Let's take 1000 people above 30 BMI and divide them between us. I give them my intervention of semaglutide and lifecycle changes; you give them your intervention of "work harder you lazy fatties."
I guarantee you an arbitrary amount of money my group will be >10% lighter than your group after 6 months.
It can't possibly work for literally every single one of them, because there are still obese people. "They simply don't do it" is a restatement of the problem rather than a solution, and about as helpful as telling coalminers to learn to code.
I think this is a values disagreement, not a factual one. I view obesity as a medical problem to be solved and not as a moral failure, whereas I think you see obesity as a moral struggle and drugs as a crutch or an admission of defeat. To me it's more about balancing the risks and dangers of an injection and making sure people have tried less risky things first, and "lost cause" is not how I'd describe taking a weekly injection to manage an otherwise-intractable medical problem.
Where did morality come from??? That's entirely injected from your own interpretations, and has absolutely nothing to do with what I said.

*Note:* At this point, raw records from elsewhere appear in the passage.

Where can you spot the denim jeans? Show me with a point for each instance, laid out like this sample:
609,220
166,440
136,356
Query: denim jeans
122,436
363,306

Honestly it sounds like you think people who are overweight have "failed" in some way, as I don't believe that at all. "Taking injections weekly" is also doing something about their obesity, which is just fine with me, I'm simply explaining how "willpower" is also a viable possibility. There's no need to take injections if you learn more about willpower and strengthen yours over time, and this is supported by a cornucopia of recent and sound science.
A failure of willpower is not a failure of moral character, why do I even have to say that?
I guarantee you an arbitrary amount of money my group will be >10% lighter than your group after 6 months.